Heute, so Finkelgrün, könne er dem hinzufügen, dass er in den Jahrzehnten danach „Antisemitismus in den Kölner Rundfunkanstalten immer wieder erlebt“ habe.

„Sei es ein Abteilungsleiter der DW, der es für nötig befunden hatte, Interviewpartner von mir telefonisch mit den Worten ‚Achtung, Vorsicht, Jude‘ zu warnen. Sei es ein leitender Redakteur beim Kirchenfunk des Deutschlandfunks, der seine antisemitischen Vorbehalte nicht unterdrücken konnte. Seien es Redakteure des WDR, die die damalige Abteilungsleiterin des Frauenfunks, die mich öfters in Israel besuchte, auf den Fluren am Wallrafplatz mit Aussagen wie: ‚Du fährst immer noch in dieses zionistische Gebilde?' abkanzelten.“

Man sollte die Hoffnung, dass der deutsche öffentlich-rechtliche Rundfunk sich ändern kann, trotzdem nicht völlig aufgeben. Der vorliegende Fall zeigt, dass es lohnt, die Verantwortlichen auf Fehler aufmerksam zu machen. Manchmal ist ein Fehler ein Versehen.

1 Kommentar:

  1. Mena-Watch

    Den habe ich lange gelesen.

    Was sie in diesem Artikel schreiben ist richtig....

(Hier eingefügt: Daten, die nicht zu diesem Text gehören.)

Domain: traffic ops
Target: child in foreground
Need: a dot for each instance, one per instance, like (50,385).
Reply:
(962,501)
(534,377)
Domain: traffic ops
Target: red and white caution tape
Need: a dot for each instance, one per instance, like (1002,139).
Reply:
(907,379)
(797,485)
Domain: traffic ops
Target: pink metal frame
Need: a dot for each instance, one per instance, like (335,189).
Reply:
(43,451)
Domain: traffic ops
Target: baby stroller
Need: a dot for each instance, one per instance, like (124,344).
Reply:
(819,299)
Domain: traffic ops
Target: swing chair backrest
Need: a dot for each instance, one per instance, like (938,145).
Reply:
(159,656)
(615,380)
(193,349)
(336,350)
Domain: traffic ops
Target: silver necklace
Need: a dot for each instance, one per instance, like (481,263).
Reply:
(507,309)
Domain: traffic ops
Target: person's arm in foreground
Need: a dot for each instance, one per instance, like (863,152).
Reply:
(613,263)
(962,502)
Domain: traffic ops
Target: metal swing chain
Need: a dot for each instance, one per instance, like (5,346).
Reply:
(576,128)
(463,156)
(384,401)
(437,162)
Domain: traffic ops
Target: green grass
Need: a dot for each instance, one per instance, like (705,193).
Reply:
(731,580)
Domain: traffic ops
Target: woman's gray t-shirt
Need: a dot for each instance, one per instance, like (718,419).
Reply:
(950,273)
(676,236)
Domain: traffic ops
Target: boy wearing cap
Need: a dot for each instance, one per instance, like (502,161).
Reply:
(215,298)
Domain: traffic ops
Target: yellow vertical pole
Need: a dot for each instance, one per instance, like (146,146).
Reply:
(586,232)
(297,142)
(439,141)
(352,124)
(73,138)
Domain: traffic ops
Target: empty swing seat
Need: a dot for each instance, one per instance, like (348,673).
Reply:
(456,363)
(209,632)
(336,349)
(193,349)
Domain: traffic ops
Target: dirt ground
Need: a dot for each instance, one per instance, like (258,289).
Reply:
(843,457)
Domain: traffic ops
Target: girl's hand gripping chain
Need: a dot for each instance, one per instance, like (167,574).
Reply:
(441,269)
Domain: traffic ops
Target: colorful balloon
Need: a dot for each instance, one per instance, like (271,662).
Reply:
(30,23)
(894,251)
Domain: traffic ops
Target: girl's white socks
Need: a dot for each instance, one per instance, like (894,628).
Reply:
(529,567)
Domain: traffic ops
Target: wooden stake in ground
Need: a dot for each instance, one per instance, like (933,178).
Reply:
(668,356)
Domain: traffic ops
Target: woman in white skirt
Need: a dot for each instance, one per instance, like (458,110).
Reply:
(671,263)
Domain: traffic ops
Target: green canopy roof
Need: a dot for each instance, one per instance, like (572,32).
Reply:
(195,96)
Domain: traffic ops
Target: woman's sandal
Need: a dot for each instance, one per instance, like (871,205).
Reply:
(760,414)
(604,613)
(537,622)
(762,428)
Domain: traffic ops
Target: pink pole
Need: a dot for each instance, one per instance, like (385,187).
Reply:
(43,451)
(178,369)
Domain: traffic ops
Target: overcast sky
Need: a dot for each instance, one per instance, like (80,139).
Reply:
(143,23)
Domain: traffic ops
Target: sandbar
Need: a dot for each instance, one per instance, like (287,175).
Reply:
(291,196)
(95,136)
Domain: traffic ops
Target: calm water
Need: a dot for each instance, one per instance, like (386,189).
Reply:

    Aber Mena-Watch hat leider nicht überall die gleichen Standards die sie für Israel Förden, selber aber zum Beispiel bei ihrer Syreienberichterstattung nicht anwenden.

    Doppelstandards aber brauch ich nicht.

    Liest man dort etwas über Syrien, ist da nichts von Ausgewogenheit, sondern Subjektivität, Gift und Galle und auch schon mal Falschinformation.

    Ich habe Mena-Watch deshalb aus meiner Linkliste entfernt.